Representatives from London International Theatre Festival (UK),  Théâtre National de Chaillot (France),  Tanz in August (Germany), National Arts Centre (Canada) and China Shanghai International Arts Festival will join Brisbane Powerhouse Artistic Director Kris Stewart at one of the most popular activities at the market.  A series of curated ‘Talking Circle’ sessions also provide participants the chance to uncover exciting and up-to-date information about topics and regions relevant to their interests and touring objectives.

 

Brisbane Powerhouse Artistic Director Kris Stewart said Brisbane Powerhouse was once again proud to be hosting APAM Australia’s leading biennial industry event for contemporary performing arts, showcasing the very best performances from Australian and New Zealand.

 

“APAM 2018 is the only arts market that provides international presenters with the opportunity to see and find out about contemporary performance works by Australian and New Zealand arts companies and independent artists.
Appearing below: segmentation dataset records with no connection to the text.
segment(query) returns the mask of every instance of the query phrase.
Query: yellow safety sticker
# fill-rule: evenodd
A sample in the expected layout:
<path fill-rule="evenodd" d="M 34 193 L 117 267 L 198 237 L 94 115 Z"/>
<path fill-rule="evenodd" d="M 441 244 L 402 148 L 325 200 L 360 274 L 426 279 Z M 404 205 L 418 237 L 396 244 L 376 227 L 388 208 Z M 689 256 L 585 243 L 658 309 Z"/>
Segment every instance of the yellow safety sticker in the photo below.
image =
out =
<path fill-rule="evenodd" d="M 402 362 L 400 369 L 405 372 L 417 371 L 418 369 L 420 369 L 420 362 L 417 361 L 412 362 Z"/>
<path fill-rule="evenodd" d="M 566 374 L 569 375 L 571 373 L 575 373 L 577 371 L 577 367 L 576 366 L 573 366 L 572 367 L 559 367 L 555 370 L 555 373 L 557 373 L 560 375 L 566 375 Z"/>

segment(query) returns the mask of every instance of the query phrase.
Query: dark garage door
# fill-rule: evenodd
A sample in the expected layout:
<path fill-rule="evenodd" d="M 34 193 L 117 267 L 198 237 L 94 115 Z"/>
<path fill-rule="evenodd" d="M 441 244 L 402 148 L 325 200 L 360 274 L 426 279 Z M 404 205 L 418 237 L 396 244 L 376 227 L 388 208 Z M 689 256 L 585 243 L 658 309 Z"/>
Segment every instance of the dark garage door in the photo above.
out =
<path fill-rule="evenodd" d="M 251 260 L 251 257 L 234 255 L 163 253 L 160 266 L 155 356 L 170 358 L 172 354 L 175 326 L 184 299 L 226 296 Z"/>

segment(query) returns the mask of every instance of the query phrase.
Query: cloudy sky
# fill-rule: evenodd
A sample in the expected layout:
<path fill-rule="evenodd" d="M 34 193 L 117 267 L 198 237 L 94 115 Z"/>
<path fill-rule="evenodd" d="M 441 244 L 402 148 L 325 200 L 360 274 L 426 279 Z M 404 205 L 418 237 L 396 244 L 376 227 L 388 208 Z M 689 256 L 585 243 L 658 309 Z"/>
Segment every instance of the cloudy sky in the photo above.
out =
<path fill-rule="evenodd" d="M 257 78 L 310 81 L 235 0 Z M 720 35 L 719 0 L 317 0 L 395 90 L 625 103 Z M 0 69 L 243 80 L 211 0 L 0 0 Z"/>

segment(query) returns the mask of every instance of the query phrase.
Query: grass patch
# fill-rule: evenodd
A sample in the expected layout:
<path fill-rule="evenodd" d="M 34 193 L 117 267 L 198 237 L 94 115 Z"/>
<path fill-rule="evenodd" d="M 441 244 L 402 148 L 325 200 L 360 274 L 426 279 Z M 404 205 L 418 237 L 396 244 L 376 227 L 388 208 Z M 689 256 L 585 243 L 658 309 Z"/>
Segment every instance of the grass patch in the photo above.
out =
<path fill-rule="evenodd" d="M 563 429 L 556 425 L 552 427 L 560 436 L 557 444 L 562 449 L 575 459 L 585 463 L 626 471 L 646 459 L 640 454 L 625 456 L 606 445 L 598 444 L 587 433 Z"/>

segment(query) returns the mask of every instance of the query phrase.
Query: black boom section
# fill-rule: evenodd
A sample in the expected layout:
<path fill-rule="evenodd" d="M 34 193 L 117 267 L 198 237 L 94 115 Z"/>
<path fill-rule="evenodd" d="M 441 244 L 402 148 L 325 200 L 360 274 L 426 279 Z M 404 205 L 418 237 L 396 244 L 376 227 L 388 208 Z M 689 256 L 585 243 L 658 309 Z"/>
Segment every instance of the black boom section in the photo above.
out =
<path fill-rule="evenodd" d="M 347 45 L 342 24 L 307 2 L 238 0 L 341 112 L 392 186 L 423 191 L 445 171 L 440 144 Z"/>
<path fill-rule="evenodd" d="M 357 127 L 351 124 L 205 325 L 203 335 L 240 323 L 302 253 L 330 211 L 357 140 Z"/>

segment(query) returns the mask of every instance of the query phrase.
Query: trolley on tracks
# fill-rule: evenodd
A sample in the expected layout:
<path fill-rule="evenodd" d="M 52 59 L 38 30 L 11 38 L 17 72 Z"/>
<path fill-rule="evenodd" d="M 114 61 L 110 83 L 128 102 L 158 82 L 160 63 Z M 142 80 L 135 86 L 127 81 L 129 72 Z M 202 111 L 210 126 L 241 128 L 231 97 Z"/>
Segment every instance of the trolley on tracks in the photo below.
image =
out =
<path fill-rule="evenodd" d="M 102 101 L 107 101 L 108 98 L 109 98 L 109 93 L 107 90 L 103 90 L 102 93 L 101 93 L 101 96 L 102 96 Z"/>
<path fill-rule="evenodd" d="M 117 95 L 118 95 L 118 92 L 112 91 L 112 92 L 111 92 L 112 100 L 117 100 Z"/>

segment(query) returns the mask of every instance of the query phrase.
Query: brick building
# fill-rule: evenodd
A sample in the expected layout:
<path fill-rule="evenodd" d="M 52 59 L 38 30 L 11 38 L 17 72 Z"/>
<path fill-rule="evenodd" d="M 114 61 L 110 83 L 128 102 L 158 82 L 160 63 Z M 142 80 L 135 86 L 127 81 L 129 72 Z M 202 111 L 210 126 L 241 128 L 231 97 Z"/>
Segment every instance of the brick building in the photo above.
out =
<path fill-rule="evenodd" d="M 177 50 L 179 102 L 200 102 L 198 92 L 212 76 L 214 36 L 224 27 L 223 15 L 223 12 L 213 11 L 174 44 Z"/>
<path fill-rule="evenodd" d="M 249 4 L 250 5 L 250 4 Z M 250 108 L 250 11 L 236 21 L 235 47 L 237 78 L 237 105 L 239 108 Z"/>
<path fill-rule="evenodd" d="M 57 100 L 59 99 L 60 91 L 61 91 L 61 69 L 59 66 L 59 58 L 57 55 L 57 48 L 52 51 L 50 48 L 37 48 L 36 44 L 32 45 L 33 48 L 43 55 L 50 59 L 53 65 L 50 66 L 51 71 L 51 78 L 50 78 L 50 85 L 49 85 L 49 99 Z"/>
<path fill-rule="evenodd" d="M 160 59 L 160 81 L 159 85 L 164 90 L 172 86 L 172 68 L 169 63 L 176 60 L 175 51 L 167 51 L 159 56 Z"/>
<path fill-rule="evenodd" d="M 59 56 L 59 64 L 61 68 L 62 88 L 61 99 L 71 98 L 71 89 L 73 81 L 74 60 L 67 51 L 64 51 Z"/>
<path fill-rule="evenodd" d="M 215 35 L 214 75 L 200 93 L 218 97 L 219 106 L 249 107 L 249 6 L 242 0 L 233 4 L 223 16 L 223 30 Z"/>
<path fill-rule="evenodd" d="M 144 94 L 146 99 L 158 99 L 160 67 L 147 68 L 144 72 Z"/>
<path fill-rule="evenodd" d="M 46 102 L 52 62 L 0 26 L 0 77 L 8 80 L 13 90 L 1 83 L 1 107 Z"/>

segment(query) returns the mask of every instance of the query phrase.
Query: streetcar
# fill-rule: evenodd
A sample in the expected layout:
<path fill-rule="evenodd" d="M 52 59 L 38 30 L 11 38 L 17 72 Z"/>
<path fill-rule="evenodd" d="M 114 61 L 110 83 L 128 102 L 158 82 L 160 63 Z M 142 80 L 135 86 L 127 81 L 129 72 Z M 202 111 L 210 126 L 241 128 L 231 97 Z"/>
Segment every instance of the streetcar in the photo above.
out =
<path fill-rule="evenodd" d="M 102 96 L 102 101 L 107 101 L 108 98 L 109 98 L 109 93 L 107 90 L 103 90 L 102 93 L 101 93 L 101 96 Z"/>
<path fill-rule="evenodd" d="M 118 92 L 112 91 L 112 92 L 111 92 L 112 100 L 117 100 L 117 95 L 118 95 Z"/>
It showcases new Australian performances including First Nations and provides an opportunity to collaborate and secure tours that will wow national and international audiences,” said Mr Stewart.

 

APAM 2018 will be presented at Brisbane Powerhouse with additional events held across local partner venues including the Queensland Performing Arts Centre and Sofitel Brisbane Central.

 

APAM 2018 is presented by the Australia Council for the Arts in partnership with Brisbane Powerhouse.  Brisbane City Council is the Principal Supporter of APAM. The Queensland Government, through Arts Queensland and Tourism and Events Queensland, also proudly supports the event. A Night Across Asia and the performance by SsingSsing is supported by the Australian Government through the Australia-Korea Foundation of the Department of Foreign Affairs and Trade.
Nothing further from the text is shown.